The Blackcoat’s Daughter [2015] is a supernatural psychological horror film written and directed by Osgood Perkins that proves an exciting new talent that will add to another banner year for horror cinema. The film is a typical debut in that its director quotes freely from his favorite genre classics. To paraphrase one of its characters, this kind of borrowing amounts to a “conduct expectation,”, particularly for the filmmakers behind scary movies. Perkins succeeds, however, in both establishing and maintaining an all-encompassing, unrelenting disquiet that’s anything but typical.
February: I attended a small college located just a short drive from New York’s Adirondack State Park. Throughout the grueling, sometimes eight-month winters, the landscape, so remarkable during the other four, would mingle with the gray and brown expanses of the Rust Belt to exude a lonely, desolate, and inescapable melancholy. Obviously, my collegiate days may have preconditioned me to appreciate this film’s particularly icy brand of terror. Though he staged it in Ottawa, Perkins sets his diabolical narrative at an all-girls, Catholic boarding school somewhere in Upstate New York as February draws closer. With the help of his brother Elvis’ eerie score and Julie Kirkwood’s stark, suggestive imagery, he captures the region’s wintry gloom and its vague, ubiquitous sense of dread.
“We Can’t Let you Live Here:” At the prestigious Bramford School, a mid-term break has just begun. Following an assembly, eager parents arrive to reunite with their children. Gradually, they leave, and happy scenes are replaced by an air of quiet isolation. Soon, a more mysterious quality, one that borders on menace, begins to emanate from the cold walls of lonely buildings. Only two students remain to observe these changes and feel their chilling effect. Kat (Kiernan Shipka), a first-year student, seems easily the more susceptible of the two. Without a phone, she’s totally oblivious to her parents’ whereabouts. Shipka more than delivers on the promise of her many years as television’s Sally Draper. Her bedeviled, enigmatic performance haunts the frame and suggests a special feeling for the rhythms of this genre. Kat’s companion, Rose (Lucy Boynton) knows her parents should arrive tomorrow. Feeling little fear of her own, she exploits her young peer’s unease with urban legends about devil worship on campus. Like Kat, the viewer has seen, heard, and felt enough by this point to wonder if they should take these tales seriously.

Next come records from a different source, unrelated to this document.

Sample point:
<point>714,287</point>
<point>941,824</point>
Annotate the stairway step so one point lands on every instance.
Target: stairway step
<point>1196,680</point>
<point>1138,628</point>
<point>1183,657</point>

“You are Not Welcome Here:” Many critics and moviegoers have already doomed the film by calling it a ‘slow burn.’ The misleading label often suggests an outright lack of fright, and could very well lead scare-hungry horror fans to avoid this gem entirely. Perkins certainly demurs when it comes to bloody violence. He does not, however, take his time in introducing the film’s pervasive nightmarish qualities. Even the least discerning viewer would agree: it’s immediately apparent that something is not right. The film’s every element exploits the viewer’s impulse to make dark corners look like lurking threats, and creaking floorboards sound like certain doom. Kirkwood’s pans and compositions leave potential horrors unseen, the roiling score sounds perpetually ominous, and every actor appears committed to concealing some horrific secret. For much of its running time, The Blackcoat’s Daughter provokes moments of outright terror with the kind of subtlety and off-kilter awfulness that phrases like “slow burn” can’t begin to describe. Perkin’s earns nearly every deliberate and ambiguous second.
“Don’t Go:” Unfortunately, the film loses some ambiguity, and, as a result, a good deal of nuance when its separate narrative streams finally converge. Kat and Lucy share the screen with a third young woman whose name provides the title for the second of its three chapters. Joan (Emma Roberts), too, appears troubled by an unknown force. More strangely, she is determinedly making her way across the snowy center of the state toward Bramford. Roberts, a genre veteran, delivers a performance that’s often decidedly less subtle than the film and performances around it. Her facial tics and plainly disturbed mien threaten to change the film into a less inscrutable chiller well before its climax. Like another three-part horror debut - Nicolas Pesce’s The Eyes of My Mother, Perkins’ film falters partially because its threats are far less unsettling once they’ve been fully literalized. For Perkins, this means increasingly blunt scripting (a character says, “Hail Satan”), more brazen homages (Surprise! Anthony Perkins’ son has seen Psycho), and a gory crescendo that almost, but not quite, manages to undermine the atmospheric tension before it.
Though he cannot avoid some third-act troubles, Osgood Perkins distinguishes himself as a promising new director with The Blackcoat’s Daughter. Emphasizing the quiet sadness beneath his character’s anger and fear, he crafts a film that possesses the mind like a vengeful spirit.